Excelente reportagem
publicada no blog do jornalista Magno Martins:
Ao apagar as 116 velinhas do
seu aniversário em 5 de março deste ano, com uma lucidez invejável, dona Rita
Maria da Conceição, a mulher mais idosa do Brasil e a segunda do mundo, abriu
um paradigma contrariando dogmas da Medicina para bater todos os recordes da
longevidade: nunca se alimentou bem, não foi adepta de caminhadas, passou fome
e, emocionalmente, rangeu muito os dentes, com o coração abalado.
Rangeu os dentes,
inicialmente, quando perdeu o seu primeiro filho com apenas seis dias de vida.

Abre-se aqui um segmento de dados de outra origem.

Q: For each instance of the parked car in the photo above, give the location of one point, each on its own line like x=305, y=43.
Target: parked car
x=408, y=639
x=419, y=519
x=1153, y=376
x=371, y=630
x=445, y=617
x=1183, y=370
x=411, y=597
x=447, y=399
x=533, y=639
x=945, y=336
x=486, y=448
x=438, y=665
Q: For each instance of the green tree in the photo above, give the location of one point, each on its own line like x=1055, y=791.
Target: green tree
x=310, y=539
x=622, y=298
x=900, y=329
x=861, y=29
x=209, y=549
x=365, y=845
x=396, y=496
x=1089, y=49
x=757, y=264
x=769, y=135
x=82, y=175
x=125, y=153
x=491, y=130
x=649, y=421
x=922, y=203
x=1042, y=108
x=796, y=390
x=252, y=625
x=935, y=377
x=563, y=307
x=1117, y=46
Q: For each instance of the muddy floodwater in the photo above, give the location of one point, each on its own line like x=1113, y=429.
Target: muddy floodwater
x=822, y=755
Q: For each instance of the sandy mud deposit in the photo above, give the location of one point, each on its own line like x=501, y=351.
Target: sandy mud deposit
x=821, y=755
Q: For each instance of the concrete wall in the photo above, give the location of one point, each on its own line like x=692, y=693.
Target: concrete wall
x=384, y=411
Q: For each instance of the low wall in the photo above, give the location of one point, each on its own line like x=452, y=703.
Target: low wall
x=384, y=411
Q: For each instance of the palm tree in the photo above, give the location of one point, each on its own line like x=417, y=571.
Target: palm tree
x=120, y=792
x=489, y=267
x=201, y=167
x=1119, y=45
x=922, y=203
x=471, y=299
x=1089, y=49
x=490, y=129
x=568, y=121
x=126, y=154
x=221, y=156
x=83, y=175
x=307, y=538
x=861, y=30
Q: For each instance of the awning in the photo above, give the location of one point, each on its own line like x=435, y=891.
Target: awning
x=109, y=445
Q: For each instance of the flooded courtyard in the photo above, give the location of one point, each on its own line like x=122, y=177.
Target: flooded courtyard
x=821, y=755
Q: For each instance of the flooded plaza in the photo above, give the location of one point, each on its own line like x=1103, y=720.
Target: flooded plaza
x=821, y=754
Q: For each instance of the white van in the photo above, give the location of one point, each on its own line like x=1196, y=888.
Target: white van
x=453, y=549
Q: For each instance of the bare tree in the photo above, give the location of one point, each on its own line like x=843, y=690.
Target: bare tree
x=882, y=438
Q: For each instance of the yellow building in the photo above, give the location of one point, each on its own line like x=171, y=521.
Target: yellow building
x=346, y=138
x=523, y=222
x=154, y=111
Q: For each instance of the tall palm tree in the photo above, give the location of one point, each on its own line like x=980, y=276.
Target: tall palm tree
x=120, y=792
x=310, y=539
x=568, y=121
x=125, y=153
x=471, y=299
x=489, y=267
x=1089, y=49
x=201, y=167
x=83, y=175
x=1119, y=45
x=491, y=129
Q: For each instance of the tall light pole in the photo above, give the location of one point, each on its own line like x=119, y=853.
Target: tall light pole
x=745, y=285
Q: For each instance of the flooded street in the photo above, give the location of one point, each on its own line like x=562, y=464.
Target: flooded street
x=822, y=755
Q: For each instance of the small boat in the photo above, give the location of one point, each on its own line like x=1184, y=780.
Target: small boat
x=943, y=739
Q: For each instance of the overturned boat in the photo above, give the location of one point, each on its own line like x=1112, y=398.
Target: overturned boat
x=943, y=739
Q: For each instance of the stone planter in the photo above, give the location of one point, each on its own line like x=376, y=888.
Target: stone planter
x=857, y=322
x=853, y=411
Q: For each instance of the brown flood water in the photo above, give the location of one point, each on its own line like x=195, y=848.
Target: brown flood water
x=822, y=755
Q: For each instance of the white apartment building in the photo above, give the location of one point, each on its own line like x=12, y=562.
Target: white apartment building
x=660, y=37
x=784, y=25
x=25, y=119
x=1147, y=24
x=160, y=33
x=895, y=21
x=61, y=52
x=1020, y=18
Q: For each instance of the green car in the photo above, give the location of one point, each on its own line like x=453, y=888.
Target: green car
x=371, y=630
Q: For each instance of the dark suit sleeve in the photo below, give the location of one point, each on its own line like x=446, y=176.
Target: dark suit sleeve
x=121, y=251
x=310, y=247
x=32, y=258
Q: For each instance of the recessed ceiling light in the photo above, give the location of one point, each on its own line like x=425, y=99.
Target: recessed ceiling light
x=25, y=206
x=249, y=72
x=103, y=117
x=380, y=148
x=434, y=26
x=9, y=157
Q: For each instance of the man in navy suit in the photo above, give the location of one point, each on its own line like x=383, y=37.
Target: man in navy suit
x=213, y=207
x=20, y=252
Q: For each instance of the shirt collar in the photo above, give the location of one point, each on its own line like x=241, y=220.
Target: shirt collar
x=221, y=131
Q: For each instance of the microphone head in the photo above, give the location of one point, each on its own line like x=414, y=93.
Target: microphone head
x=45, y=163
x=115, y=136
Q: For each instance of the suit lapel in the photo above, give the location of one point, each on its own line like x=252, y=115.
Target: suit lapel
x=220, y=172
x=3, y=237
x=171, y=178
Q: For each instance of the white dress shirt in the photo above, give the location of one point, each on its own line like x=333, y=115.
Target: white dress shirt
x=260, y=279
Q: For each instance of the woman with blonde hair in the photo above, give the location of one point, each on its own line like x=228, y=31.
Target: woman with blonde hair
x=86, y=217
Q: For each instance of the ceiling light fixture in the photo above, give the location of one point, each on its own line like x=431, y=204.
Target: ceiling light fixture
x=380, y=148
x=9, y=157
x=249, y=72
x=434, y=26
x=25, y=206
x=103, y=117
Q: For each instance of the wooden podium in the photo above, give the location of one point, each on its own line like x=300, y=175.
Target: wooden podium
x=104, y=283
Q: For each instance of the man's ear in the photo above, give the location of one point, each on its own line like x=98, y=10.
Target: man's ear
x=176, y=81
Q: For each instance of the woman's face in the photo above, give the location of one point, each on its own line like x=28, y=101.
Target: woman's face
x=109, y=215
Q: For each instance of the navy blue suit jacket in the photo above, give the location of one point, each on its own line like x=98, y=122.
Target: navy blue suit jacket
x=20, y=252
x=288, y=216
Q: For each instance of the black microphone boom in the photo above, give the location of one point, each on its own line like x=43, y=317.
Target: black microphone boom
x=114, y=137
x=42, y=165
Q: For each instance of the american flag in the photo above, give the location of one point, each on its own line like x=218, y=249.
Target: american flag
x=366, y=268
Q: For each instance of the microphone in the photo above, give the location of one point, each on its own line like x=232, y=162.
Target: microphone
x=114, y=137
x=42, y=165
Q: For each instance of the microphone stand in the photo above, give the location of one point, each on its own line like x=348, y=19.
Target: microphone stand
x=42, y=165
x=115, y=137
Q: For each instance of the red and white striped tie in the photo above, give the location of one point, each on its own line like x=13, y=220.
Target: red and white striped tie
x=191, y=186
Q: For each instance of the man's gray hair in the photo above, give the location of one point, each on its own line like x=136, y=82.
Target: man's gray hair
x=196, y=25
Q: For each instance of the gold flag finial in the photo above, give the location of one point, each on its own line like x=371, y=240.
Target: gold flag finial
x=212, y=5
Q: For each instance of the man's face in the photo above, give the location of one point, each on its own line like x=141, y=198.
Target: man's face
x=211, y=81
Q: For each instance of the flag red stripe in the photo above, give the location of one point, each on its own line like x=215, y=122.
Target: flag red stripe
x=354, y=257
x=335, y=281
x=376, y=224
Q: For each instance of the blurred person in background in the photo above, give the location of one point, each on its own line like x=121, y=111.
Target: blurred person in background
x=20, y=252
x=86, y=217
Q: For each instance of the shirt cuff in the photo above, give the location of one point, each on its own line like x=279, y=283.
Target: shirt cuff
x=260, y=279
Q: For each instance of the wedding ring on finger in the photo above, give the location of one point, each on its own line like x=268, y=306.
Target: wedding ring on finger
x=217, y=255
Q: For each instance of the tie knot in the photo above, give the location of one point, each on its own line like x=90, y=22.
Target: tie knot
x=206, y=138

Rangeu, novamente, ao parir o segundo herdeiro e ser abandonada pelo marido.
Sozinha no mundo, na criação de Pedro, seu único filho, que até hoje cuida dela
numa casinha de taipa no sítio Bandeira, a 45 km do centro de Brejo da Madre de
Deus, no Agreste Setentrional, passou fome para não deixar o filho morrer de
fome.
Branca, de olhos azuis, dona
Rita tem sangue herdado de DNA holandês. Sua família aportou no Agreste na
mesma sina da perseguição portuguesa aos judeus no século passado em
Pernambuco. Não é filha única. Seus pais tiveram 14 filhos. Passados 116 anos,
o que impressiona nela é a lucidez. A audição praticamente já deu adeus, mas
quando consegue compreender uma pergunta responde tudo com um raciocínio lógico
e rápido.
Lembra-se dos nomes das
irmãs. “Tenho duas irmãs de nome Maria e duas de nome Severina. Viajei muito
para Monteiro (PB) para rever meus parentes, espalhados ainda no Recife e em
São Paulo”, diz ela. Auxiliada pelo filho Pedro, dona Rita consegue tirar da
sua memória muitas pérolas. Lembra dos dias terríveis que viveu cortando cana
no canavial para arranjar o dinheiro do leite do filho.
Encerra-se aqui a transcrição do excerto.